La festa abusiva in uno dei luoghi naturalistici più belli della Tuscia ha registrato anche una tragica morte. Un agriturismo è stato completamente devastato dai partecipanti al rave party.

Adunata illegale nel Viterbese: la situazione è fuori controllo

«Sta succedendo un disastro ambientale al lago di Mezzano in provincia di Viterbo – scrive una guida ambientale escursionistica su Facebook -. Oltre 20.000 ragazzi da tutta Europa (alcuni dicono che se ne attendono più di 30mila) si stanno radunando per un rave party che durerà fino al 23 agosto». I partecipanti «hanno occupato delle proprietà private, distruggendo pascoli e coltivazioni, spaventando a morte le greggi e mandrie di famiglie che ci vivono, tra cui aziende biologiche che immagino saranno poco bio dopo lo scarico a terra di tutta quella roba. Non contando il danno economico ai due agriturismi e ristoranti della zona che ovviamente per Ferragosto erano al completo… (E guide ambientali, tra cui me)’»

Nelle scorse ore è stato trovato senza vita il corpo del ragazzo scomparso ieri sera, intorno alle 19,30. Due altri ragazzi sono risultati in coma etilico e soccorsi. I partecipanti al rave party hanno occupato un terreno dell’area di proprietà della famiglia Camilli, già patron della Viterbese calcio.

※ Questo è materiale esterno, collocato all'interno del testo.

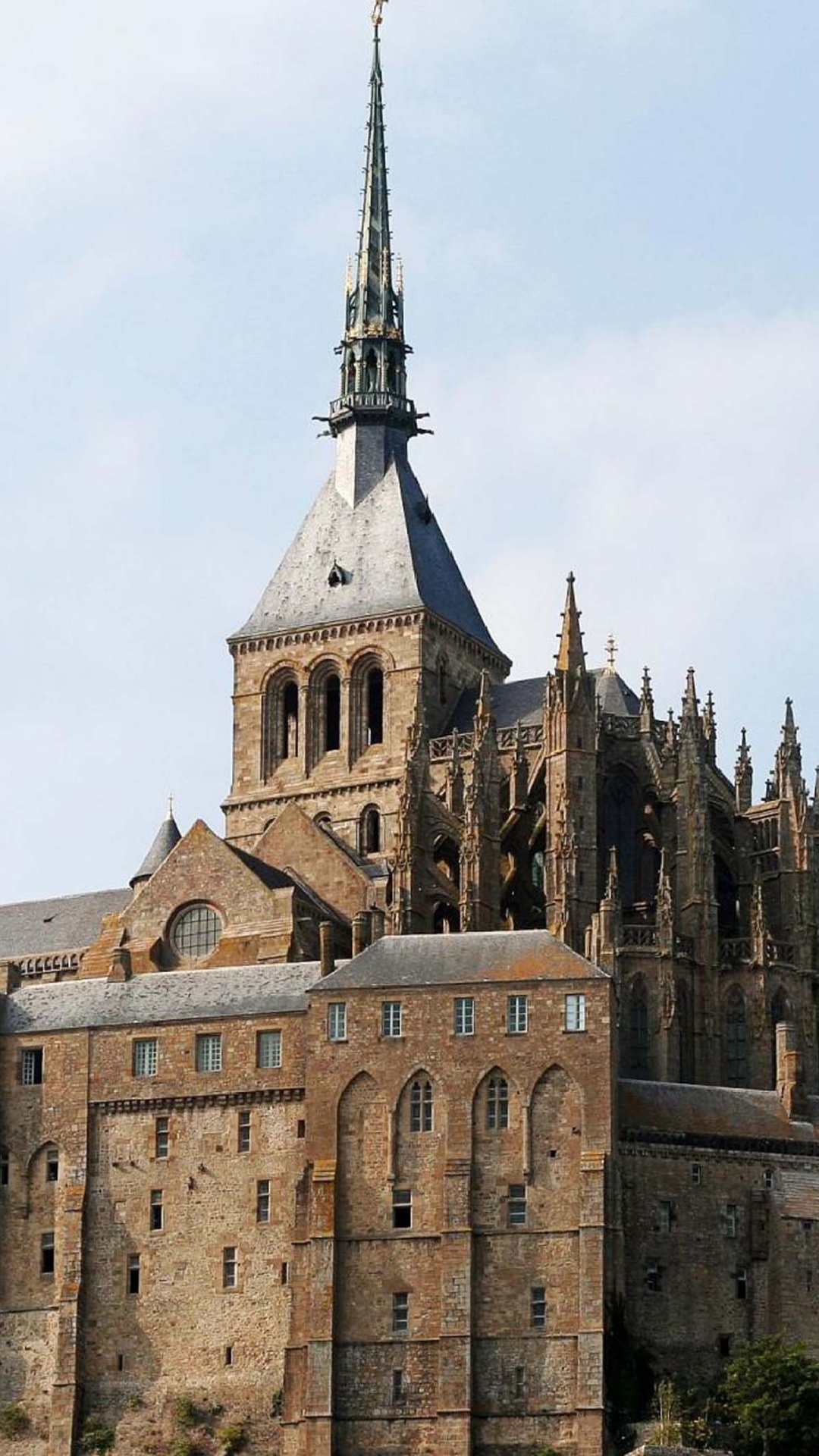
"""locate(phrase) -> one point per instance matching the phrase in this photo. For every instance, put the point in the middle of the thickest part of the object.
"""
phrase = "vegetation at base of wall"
(14, 1420)
(96, 1438)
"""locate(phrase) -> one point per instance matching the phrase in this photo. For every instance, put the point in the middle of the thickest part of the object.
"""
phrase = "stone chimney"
(790, 1074)
(325, 943)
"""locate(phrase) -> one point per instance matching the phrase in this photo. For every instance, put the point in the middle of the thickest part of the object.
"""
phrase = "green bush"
(14, 1420)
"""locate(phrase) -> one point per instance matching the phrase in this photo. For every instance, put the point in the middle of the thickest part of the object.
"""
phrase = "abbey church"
(480, 1053)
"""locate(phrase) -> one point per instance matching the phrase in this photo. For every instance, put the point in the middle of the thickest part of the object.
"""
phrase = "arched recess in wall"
(363, 1159)
(637, 1030)
(556, 1136)
(781, 1009)
(735, 1038)
(368, 704)
(325, 710)
(280, 736)
(497, 1131)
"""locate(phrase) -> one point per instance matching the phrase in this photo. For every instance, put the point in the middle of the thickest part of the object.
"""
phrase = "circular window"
(196, 932)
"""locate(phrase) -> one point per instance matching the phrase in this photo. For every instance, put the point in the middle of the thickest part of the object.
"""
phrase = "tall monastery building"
(471, 1072)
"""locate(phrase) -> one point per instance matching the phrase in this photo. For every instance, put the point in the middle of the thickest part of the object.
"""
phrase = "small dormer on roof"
(165, 839)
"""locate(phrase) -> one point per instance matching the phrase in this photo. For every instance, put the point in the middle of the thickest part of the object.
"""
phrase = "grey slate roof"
(171, 996)
(670, 1107)
(165, 839)
(66, 924)
(523, 701)
(394, 560)
(433, 960)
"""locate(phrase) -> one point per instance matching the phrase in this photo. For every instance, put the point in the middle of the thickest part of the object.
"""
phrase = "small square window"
(162, 1136)
(464, 1015)
(401, 1207)
(268, 1049)
(516, 1206)
(47, 1254)
(262, 1200)
(146, 1057)
(516, 1015)
(31, 1066)
(576, 1012)
(243, 1133)
(209, 1052)
(229, 1267)
(391, 1018)
(337, 1021)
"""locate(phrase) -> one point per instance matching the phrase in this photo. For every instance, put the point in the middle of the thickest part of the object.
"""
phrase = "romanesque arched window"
(736, 1038)
(639, 1028)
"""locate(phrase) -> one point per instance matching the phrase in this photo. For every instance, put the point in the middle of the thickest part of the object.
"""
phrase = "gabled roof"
(435, 960)
(64, 924)
(391, 554)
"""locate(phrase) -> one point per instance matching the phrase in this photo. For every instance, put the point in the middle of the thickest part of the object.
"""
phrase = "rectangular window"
(664, 1216)
(229, 1267)
(146, 1057)
(337, 1021)
(31, 1068)
(576, 1012)
(268, 1049)
(730, 1220)
(464, 1015)
(391, 1018)
(162, 1136)
(47, 1253)
(516, 1206)
(262, 1200)
(401, 1207)
(209, 1052)
(538, 1307)
(516, 1015)
(243, 1133)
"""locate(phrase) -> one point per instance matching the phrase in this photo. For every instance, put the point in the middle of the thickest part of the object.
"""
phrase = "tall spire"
(373, 350)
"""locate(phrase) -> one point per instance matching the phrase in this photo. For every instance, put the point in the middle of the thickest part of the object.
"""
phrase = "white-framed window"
(464, 1015)
(337, 1021)
(31, 1066)
(209, 1052)
(516, 1206)
(576, 1012)
(268, 1049)
(516, 1015)
(146, 1057)
(391, 1018)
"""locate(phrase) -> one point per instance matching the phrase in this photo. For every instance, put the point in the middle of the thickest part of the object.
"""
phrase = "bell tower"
(368, 625)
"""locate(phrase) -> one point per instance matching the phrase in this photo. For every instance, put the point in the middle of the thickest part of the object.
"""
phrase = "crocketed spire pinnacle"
(373, 350)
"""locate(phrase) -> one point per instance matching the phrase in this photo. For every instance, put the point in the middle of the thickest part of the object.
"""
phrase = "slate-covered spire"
(373, 350)
(570, 657)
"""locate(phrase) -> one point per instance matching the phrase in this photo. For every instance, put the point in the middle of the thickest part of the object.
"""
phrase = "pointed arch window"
(497, 1104)
(736, 1038)
(422, 1106)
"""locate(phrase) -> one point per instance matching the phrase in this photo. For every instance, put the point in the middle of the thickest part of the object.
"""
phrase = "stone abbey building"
(488, 1030)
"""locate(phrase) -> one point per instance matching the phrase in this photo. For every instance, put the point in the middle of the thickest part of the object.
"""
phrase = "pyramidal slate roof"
(390, 552)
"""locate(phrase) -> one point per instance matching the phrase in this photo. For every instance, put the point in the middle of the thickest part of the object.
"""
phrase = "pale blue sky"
(608, 215)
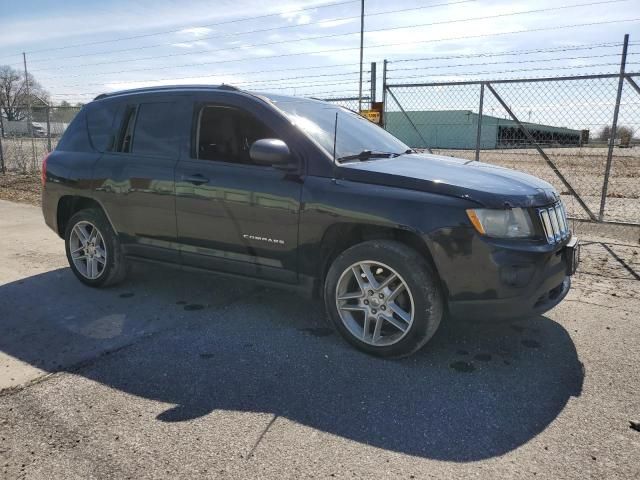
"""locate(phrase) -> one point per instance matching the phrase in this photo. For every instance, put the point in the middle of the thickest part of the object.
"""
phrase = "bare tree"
(13, 93)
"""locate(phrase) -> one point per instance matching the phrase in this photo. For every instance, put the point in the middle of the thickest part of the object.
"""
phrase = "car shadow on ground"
(204, 343)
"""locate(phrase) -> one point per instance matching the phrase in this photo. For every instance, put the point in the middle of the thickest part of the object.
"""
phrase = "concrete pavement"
(195, 376)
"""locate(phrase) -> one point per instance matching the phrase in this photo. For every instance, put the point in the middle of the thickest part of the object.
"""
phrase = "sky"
(78, 49)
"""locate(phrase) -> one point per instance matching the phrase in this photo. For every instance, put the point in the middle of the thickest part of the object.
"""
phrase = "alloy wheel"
(87, 250)
(374, 303)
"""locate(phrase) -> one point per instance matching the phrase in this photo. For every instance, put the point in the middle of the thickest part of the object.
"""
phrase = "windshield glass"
(355, 133)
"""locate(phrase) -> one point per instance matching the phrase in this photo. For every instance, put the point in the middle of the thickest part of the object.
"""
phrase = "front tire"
(383, 298)
(93, 249)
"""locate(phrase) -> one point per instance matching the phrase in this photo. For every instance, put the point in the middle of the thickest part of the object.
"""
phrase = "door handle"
(195, 179)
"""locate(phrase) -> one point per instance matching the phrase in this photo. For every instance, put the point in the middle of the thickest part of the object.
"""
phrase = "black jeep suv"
(306, 194)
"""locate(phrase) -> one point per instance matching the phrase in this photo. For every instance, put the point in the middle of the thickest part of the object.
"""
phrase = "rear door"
(234, 215)
(136, 178)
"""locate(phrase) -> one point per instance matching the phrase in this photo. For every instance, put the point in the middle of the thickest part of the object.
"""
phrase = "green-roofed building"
(458, 129)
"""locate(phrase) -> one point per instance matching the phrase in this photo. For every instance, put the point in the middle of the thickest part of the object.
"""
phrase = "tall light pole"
(361, 54)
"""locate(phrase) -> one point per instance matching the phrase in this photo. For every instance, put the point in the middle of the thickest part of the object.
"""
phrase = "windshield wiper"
(368, 154)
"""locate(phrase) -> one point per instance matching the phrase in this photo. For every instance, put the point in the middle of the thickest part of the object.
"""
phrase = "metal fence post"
(373, 83)
(614, 126)
(48, 128)
(2, 166)
(29, 111)
(384, 93)
(479, 132)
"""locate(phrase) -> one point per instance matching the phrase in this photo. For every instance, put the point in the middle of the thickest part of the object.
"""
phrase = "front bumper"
(486, 279)
(510, 308)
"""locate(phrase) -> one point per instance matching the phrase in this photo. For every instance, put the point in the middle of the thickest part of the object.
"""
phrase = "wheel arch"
(339, 237)
(69, 205)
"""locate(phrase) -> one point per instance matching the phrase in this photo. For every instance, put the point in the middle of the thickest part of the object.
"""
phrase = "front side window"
(225, 134)
(126, 137)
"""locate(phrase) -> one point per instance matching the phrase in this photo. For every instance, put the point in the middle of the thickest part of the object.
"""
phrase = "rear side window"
(100, 124)
(76, 137)
(155, 132)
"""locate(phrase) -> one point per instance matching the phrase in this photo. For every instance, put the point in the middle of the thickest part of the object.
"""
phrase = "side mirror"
(270, 151)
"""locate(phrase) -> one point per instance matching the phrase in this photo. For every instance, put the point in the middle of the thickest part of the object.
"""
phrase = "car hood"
(489, 185)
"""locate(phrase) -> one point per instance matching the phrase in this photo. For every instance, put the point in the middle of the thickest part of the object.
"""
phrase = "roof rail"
(164, 88)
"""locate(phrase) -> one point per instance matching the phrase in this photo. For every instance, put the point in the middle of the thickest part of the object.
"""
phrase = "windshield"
(355, 133)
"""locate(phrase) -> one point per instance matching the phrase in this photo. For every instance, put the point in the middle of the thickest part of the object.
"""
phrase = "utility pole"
(29, 118)
(361, 53)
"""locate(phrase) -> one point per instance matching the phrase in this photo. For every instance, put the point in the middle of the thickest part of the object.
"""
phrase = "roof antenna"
(335, 138)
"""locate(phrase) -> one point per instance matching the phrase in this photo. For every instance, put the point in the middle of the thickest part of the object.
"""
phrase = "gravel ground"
(175, 375)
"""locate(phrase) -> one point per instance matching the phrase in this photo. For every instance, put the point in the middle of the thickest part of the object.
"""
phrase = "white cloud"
(197, 43)
(299, 18)
(196, 31)
(337, 23)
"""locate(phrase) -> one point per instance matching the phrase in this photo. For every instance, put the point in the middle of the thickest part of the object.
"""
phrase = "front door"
(234, 215)
(135, 181)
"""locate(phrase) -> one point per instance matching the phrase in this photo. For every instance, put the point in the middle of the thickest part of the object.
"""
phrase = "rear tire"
(383, 298)
(93, 249)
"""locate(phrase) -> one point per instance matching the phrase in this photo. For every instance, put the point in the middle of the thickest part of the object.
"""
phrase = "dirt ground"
(21, 187)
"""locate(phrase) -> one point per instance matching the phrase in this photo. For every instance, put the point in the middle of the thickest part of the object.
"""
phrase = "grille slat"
(554, 222)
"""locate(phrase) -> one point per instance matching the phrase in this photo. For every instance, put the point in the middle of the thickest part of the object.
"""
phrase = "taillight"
(44, 168)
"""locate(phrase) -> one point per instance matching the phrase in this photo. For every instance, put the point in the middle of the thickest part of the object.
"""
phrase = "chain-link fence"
(579, 133)
(28, 133)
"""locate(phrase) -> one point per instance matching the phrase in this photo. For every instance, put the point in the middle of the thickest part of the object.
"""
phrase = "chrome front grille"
(554, 222)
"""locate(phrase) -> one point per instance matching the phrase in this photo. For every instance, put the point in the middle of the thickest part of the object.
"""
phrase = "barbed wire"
(516, 52)
(514, 62)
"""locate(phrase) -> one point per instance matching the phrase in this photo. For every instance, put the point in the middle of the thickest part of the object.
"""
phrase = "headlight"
(508, 223)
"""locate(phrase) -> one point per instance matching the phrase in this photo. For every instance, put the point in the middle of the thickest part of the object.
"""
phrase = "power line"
(223, 74)
(132, 37)
(247, 32)
(466, 37)
(332, 35)
(249, 72)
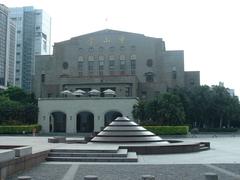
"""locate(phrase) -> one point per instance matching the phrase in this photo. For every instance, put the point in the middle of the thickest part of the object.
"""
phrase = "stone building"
(133, 65)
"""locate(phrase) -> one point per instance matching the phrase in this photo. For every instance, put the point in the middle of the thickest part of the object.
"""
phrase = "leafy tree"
(17, 107)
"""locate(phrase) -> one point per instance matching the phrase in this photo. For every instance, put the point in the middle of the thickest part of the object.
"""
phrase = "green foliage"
(19, 129)
(17, 107)
(219, 130)
(199, 107)
(17, 94)
(168, 130)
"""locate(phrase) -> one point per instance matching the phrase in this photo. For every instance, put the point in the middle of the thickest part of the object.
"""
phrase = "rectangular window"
(111, 64)
(101, 65)
(80, 73)
(90, 65)
(43, 78)
(174, 74)
(133, 64)
(100, 73)
(133, 72)
(80, 65)
(122, 64)
(128, 91)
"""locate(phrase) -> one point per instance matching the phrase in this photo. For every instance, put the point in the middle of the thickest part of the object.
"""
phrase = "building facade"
(133, 65)
(33, 28)
(7, 48)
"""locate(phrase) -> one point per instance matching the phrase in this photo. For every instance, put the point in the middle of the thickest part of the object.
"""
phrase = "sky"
(207, 30)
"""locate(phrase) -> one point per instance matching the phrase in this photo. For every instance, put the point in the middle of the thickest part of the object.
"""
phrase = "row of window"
(110, 57)
(101, 64)
(111, 49)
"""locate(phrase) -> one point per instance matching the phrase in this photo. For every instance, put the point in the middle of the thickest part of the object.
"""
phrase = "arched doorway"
(57, 122)
(85, 122)
(110, 116)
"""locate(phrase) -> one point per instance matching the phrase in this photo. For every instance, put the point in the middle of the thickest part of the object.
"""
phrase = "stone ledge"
(11, 167)
(6, 155)
(23, 151)
(57, 139)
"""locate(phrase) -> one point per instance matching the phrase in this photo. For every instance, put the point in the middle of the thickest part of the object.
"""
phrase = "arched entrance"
(110, 116)
(57, 122)
(85, 122)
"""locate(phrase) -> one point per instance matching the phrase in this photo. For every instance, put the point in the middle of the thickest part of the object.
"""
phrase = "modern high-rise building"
(7, 48)
(33, 38)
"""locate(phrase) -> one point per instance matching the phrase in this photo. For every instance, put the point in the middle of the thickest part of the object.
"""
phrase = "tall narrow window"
(111, 64)
(90, 65)
(133, 67)
(101, 67)
(80, 65)
(174, 72)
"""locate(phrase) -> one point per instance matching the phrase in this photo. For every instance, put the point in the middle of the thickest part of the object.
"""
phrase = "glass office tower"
(33, 38)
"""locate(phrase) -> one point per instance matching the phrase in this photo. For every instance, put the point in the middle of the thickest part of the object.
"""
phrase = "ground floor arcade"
(81, 115)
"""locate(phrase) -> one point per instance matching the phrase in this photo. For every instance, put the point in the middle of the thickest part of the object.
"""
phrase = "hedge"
(168, 130)
(19, 129)
(218, 129)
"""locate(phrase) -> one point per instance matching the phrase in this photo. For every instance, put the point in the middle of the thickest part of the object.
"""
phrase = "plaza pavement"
(223, 158)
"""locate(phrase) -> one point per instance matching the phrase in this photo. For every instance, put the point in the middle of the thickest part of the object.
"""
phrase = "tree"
(139, 110)
(16, 106)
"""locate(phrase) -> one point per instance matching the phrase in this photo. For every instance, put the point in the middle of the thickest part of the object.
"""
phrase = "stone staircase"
(204, 146)
(92, 155)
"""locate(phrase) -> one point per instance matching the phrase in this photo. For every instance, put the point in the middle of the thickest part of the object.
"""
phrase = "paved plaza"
(223, 158)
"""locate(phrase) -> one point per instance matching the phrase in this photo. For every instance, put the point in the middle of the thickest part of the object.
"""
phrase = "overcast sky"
(207, 30)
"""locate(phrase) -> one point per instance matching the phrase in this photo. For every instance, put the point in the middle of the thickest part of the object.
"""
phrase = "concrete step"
(131, 157)
(84, 150)
(204, 146)
(120, 153)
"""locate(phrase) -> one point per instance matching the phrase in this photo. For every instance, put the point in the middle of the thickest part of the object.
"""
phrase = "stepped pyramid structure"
(122, 130)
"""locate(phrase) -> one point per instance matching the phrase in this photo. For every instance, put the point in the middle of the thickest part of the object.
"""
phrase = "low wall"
(11, 167)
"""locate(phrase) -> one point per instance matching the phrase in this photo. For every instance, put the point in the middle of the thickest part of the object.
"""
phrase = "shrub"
(168, 130)
(218, 130)
(19, 129)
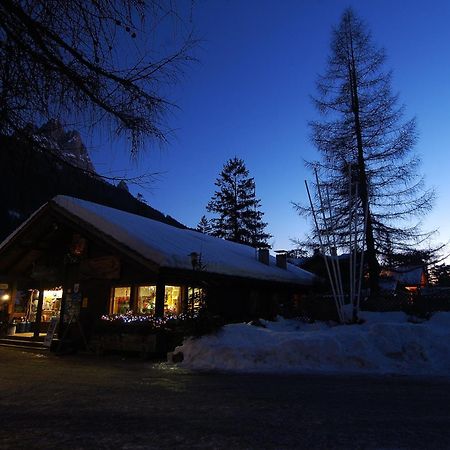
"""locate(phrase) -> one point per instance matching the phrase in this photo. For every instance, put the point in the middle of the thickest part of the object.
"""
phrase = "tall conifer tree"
(236, 207)
(366, 148)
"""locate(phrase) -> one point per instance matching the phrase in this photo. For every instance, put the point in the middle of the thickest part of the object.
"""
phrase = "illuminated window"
(172, 300)
(121, 300)
(196, 299)
(146, 299)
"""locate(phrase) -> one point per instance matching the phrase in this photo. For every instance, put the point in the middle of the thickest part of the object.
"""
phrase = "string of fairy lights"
(152, 320)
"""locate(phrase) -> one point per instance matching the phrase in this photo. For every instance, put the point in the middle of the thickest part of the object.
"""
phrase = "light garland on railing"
(152, 320)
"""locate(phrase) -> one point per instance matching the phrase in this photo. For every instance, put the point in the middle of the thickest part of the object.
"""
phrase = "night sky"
(249, 96)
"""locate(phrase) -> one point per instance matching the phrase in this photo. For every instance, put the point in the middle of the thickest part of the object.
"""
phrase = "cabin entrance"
(34, 309)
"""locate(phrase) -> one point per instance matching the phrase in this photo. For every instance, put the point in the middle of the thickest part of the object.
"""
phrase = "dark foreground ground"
(83, 401)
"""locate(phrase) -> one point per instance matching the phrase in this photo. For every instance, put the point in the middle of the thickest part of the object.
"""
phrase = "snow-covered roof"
(411, 275)
(171, 247)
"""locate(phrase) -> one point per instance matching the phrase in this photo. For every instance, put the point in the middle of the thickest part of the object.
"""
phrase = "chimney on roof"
(282, 260)
(263, 256)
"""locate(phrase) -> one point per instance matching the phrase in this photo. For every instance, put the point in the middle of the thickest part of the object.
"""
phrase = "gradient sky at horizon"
(249, 96)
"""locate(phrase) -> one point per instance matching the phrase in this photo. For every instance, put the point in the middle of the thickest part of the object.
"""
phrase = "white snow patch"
(386, 343)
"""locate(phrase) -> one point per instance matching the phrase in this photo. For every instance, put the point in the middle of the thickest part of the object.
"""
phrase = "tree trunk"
(374, 267)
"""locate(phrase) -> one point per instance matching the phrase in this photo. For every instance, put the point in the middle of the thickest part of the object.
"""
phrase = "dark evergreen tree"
(236, 207)
(366, 149)
(204, 226)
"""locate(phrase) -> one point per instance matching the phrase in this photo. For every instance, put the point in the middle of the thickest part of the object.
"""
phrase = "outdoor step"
(5, 343)
(18, 337)
(11, 341)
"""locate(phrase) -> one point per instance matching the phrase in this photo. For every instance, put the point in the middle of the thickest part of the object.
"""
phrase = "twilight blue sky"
(249, 96)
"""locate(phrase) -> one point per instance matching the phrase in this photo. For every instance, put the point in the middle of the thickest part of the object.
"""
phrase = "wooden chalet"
(77, 260)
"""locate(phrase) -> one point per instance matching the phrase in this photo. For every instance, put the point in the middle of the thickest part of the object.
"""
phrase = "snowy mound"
(385, 343)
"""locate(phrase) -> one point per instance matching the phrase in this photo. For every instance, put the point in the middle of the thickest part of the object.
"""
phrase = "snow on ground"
(385, 343)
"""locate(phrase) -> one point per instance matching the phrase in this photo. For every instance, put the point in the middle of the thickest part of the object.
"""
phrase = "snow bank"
(386, 343)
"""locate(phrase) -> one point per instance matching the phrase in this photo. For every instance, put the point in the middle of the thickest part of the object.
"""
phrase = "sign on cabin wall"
(72, 307)
(105, 267)
(42, 272)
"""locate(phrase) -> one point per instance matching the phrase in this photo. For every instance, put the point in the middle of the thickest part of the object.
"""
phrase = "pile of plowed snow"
(384, 343)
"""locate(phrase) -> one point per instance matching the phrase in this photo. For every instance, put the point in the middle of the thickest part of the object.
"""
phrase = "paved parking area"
(84, 402)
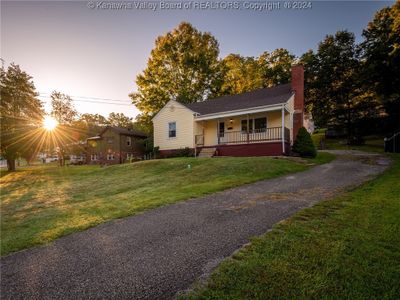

Rave party oceanico nel Viterbese. Effetto delle discoteche chiuse

«Questi rave party abusivi sono colpa del governo. Si assuma le sue responsabilità se i contagi aumenteranno. Noi lo avevamo previsto: si balla ovunque in luoghi abusivi senza il minimo rispetto delle regole. A maggio avevo previsto che i 3 milioni di giovani che frequentano luoghi di divertimento sarebbero andati in posti non controllati. Noi già ad aprile avevamo proposto un protocollo di sicurezza sanitaria prevedendo il Green Pass nelle discoteche, ma ci hanno ignorato. Ora non possono più dire – come hanno fatto a settembre scorso – che è colpa delle discoteche”. Lo ha detto all’Adnkronos Maurizio Pasca, presidente nazionale dell’Associazione italiana Imprese di Intrattenimento, commentando la presenza di feste abusive in cui si radunano migliaia di giovani ogni giorno in Italia. Tra i più grossi, un rave party in corso nel Viterbese che ha radunato oltre 5mila persone solo nel weekend e che potrebbe richiamare migliaia di ragazzi da tutta Europa.